On May 29, 2014, at 11:51 AM, Andrea Di Biagio <andrea.dibiagio at gmail.com> wrote:

> Hi,
> 
> This patch teaches the backend how to simplify/canonicalize dag node
> sequences normally introduced by the backend when promoting dag nodes
> with an illegal vector types.
> 
> Example:
> 
> define double @foo(double %A, double %B) {
>  %1 = bitcast double %A to <2 x i32>
>  %2 = bitcast double %B to <2 x i32>
>  %add = add <2 x i32> %1, %2
>  %3 = bitcast <2 x i32> %add to double
>  ret double %3
> }
> 
> All the bitcasts in function @foo are promoted to type MVT::v2i64,
> since type MVT::v2i32 is not a legal type. For the same reason, the
> integer result of the vector add node also promoted.
> 
> Type promotion might introduce new build_vector nodes (which are then
> combined into shuffles) and bitcast operations. This is what happens
> for example with function 'foo' that is compiled to the following
> assembly sequence (using -mcpu=corei7):
>  pmovzxdq  %xmm0, %xmm0  # promotion from <2 x i32> to <2 x i64>
>  pmovzxdq  %xmm1, %xmm1  # promotion from <2 x i32> to <2 x i64>
>  paddq %xmm0, %xmm1         # promoted to a legal add of type <2 x i64>
>  pshufd $8, %xmm1, %xmm0  # xmm0 = xmm1[0,2,u,u]
> 
> Ideally, the backend should be able to understand that the code
> sequence above can be simplified into a single instruction:
>  paddd %xmm0, %xmm1
> 
> This patch adds two new combine rules:
> 1)
>  fold (shuffle (bitcast (BINOP A, B)), Undef, <Mask>) ->
>       (shuffle (BINOP (bitcast A), (bitcast B)), Undef, <Mask>)
> 
> 2)
>  fold (BINOP (shuffle (A, Undef, <Mask>)), (shuffle (B, Undef, <Mask>))) ->
>       (shuffle (BINOP A, B), Undef, <Mask>).
> 
> The goal is to simplify the dag node sequence when dealing with 64-bit
> vector types.
> 
> Both rules are only triggered on the type-legalized DAG.
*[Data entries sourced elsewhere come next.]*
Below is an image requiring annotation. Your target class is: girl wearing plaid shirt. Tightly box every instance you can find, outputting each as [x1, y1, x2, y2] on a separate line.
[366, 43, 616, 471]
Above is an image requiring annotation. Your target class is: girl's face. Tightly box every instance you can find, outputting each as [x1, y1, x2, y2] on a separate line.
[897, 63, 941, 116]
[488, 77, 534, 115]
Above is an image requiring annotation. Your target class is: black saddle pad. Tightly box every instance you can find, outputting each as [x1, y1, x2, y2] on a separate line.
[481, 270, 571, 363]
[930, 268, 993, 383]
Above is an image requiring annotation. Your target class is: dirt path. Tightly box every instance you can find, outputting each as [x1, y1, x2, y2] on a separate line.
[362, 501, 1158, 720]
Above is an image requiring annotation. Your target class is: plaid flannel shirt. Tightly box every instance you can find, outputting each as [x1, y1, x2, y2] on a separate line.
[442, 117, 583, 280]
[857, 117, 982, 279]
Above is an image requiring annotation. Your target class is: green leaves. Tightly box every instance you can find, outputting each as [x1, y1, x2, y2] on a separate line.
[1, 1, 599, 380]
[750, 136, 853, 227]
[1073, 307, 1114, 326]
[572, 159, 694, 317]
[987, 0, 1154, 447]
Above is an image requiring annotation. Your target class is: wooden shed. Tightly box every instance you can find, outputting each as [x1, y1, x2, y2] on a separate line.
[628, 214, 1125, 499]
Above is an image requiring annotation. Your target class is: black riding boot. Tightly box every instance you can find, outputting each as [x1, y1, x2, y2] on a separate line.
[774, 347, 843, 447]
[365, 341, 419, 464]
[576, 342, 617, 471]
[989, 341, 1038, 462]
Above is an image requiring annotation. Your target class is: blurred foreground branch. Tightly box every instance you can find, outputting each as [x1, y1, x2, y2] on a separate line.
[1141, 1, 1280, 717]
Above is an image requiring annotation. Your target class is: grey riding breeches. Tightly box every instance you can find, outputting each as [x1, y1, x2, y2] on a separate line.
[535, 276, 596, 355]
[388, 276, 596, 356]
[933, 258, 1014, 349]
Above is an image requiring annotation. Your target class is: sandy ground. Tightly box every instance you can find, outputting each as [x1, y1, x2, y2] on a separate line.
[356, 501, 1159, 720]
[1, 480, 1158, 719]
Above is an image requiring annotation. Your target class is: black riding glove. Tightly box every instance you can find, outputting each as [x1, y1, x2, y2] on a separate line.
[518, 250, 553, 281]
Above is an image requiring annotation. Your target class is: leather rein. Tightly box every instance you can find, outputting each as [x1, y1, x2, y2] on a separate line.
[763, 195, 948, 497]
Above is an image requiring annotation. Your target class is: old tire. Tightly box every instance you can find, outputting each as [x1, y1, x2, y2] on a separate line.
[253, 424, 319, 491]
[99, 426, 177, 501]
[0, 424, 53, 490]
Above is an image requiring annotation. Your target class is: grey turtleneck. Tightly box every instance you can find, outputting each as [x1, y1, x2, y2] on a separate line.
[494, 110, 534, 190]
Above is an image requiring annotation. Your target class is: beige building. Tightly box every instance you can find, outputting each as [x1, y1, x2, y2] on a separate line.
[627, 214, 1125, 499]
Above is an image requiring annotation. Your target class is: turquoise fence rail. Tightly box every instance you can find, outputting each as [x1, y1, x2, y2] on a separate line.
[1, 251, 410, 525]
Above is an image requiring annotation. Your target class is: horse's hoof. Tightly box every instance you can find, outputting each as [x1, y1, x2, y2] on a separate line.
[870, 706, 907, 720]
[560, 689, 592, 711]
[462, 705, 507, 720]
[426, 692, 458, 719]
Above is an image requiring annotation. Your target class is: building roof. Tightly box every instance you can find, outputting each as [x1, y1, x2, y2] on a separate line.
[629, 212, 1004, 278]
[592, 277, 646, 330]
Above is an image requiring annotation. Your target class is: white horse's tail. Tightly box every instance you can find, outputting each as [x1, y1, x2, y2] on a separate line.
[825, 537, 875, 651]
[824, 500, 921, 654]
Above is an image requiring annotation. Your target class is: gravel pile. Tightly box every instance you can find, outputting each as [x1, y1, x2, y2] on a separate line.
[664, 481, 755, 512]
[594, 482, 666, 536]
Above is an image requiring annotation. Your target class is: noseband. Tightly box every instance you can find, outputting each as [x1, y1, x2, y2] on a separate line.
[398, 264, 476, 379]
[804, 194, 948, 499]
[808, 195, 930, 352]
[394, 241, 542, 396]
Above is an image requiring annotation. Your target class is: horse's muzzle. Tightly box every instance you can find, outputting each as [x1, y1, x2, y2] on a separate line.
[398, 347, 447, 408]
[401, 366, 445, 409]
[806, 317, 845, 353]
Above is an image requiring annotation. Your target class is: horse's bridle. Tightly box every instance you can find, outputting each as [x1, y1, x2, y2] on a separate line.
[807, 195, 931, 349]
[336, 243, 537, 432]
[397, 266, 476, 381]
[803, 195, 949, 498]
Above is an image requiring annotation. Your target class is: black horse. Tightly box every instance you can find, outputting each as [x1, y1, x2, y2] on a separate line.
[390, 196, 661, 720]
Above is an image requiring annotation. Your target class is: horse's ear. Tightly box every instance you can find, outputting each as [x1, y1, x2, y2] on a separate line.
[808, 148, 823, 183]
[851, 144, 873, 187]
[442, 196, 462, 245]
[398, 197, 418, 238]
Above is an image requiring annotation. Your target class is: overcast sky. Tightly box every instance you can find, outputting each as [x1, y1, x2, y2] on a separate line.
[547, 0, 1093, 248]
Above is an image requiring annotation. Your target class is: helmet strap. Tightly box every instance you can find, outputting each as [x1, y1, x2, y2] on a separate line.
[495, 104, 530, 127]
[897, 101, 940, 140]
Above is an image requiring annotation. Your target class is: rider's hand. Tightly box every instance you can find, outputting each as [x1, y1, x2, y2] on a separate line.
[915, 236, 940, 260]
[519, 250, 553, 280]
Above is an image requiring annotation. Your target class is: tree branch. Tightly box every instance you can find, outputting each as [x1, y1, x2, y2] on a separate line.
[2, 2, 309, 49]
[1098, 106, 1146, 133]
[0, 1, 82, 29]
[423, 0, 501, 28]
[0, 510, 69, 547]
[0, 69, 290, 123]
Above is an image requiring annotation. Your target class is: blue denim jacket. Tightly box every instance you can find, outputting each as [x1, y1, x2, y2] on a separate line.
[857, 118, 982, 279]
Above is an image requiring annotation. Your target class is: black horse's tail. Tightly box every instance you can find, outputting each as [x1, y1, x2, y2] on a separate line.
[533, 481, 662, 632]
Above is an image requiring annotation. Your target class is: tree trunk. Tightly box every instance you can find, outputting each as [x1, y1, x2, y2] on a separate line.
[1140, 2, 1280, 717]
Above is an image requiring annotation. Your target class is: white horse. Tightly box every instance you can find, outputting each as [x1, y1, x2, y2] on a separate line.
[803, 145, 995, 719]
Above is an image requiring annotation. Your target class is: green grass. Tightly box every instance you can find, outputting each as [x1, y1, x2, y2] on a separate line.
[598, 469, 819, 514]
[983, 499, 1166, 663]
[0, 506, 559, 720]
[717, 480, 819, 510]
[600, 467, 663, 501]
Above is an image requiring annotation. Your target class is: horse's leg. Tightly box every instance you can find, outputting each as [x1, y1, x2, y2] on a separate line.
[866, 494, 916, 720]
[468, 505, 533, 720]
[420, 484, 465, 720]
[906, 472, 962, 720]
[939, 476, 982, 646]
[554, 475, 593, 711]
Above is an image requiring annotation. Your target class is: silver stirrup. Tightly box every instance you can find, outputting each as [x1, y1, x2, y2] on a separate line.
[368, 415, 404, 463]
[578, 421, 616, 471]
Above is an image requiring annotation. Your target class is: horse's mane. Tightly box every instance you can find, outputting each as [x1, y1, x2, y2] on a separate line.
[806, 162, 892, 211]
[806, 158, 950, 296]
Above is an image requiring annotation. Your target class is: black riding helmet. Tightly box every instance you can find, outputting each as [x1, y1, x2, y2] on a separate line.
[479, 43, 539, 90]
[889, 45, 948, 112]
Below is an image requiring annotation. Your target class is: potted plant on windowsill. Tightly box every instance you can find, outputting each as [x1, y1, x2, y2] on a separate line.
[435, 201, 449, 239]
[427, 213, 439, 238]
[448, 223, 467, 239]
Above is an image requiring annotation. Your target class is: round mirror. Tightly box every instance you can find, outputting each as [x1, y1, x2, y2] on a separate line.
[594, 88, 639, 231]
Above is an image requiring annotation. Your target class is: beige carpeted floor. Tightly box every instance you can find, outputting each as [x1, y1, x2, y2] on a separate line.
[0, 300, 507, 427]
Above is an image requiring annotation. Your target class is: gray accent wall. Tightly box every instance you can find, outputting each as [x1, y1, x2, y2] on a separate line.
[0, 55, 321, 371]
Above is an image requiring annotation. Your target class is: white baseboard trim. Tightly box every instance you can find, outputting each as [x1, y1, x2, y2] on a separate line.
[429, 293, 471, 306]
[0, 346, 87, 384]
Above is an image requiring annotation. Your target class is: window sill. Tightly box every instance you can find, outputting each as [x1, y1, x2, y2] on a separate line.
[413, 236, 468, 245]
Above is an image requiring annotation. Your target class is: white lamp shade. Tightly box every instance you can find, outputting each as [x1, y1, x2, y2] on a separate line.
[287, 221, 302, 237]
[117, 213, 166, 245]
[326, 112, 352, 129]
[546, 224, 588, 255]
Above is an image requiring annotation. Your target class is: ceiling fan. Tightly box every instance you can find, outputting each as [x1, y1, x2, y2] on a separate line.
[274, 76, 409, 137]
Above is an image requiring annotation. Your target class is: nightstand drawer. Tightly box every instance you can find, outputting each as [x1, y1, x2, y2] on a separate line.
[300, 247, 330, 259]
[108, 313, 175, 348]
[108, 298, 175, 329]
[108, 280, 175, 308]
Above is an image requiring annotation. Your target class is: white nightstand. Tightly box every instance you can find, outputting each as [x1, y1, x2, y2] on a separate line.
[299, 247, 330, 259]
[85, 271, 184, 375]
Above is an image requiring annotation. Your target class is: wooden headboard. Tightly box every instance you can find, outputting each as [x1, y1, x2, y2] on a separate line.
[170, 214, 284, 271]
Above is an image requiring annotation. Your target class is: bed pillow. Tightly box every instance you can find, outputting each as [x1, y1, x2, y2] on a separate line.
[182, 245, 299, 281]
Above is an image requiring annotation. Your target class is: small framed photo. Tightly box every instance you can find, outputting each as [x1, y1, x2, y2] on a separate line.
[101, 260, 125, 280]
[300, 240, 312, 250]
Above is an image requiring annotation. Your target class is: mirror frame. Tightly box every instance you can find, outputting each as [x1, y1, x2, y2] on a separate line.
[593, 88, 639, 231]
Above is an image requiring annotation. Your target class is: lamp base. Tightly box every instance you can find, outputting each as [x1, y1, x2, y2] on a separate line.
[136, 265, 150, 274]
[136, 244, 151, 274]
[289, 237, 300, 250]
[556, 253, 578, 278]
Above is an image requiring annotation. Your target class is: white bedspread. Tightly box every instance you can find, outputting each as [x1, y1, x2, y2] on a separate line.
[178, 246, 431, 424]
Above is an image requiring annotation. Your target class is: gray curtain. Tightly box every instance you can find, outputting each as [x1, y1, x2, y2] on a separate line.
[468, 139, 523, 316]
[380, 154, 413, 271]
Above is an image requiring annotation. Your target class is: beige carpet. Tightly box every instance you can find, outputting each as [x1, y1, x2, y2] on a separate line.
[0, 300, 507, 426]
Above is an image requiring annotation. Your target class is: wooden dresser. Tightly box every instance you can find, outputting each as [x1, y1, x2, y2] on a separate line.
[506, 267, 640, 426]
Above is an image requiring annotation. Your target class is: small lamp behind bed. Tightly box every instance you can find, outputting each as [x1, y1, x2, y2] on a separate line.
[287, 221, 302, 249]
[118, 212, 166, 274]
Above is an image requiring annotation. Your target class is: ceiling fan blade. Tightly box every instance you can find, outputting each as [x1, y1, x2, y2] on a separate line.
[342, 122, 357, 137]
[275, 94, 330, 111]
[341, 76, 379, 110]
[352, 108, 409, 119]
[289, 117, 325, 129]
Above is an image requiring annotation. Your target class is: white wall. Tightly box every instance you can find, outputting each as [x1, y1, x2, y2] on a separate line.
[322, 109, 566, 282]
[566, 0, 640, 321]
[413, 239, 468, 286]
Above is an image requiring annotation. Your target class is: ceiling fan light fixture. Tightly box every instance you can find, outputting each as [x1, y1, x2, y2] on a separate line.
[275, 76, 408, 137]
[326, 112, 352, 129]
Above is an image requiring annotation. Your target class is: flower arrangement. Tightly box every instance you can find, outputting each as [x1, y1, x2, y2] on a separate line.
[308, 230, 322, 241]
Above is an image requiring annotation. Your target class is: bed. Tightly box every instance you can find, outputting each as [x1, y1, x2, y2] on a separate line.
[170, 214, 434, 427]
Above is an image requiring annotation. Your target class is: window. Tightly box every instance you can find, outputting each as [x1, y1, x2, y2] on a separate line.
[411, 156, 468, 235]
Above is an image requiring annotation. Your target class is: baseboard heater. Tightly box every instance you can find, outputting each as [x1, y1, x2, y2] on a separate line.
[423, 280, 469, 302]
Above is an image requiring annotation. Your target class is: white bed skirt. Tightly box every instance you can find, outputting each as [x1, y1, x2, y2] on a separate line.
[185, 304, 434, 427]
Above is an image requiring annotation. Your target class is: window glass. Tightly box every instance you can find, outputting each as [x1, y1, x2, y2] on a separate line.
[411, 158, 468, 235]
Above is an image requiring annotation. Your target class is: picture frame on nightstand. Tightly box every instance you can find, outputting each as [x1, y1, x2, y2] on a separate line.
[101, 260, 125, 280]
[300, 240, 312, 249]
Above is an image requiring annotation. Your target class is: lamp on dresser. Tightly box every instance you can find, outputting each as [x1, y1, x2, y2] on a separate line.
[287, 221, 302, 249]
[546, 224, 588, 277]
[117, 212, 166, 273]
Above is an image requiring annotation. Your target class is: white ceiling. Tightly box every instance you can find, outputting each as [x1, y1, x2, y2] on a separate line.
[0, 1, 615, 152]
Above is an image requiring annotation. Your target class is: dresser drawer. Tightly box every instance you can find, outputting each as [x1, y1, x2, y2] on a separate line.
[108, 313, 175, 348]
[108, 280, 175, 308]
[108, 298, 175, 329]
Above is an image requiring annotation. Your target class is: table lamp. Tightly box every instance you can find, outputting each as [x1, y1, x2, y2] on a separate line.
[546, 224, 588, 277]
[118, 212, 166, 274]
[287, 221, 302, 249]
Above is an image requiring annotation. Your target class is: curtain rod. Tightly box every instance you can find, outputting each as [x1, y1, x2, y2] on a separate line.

> In particular, rule 1. is a target specific combine rule that attempts
> to sink a bitconvert into the operands of a binary operation.
> Rule 2. is a target independet rule that attempts to move a shuffle
> immediately after a binary operation.
> 
> With this patch, all the functions from test 'combine-64bit-vbinop.ll'
> (a new test) are now strongly simplified.
> In the case of function @foo (from the example), the backend now
> correctly generates a single 'paddd' instruction.
> 
> Please let me know if ok to submit.
> 
> Thanks,
> Andrea Di Biagio
> <patch-dagcombine.diff>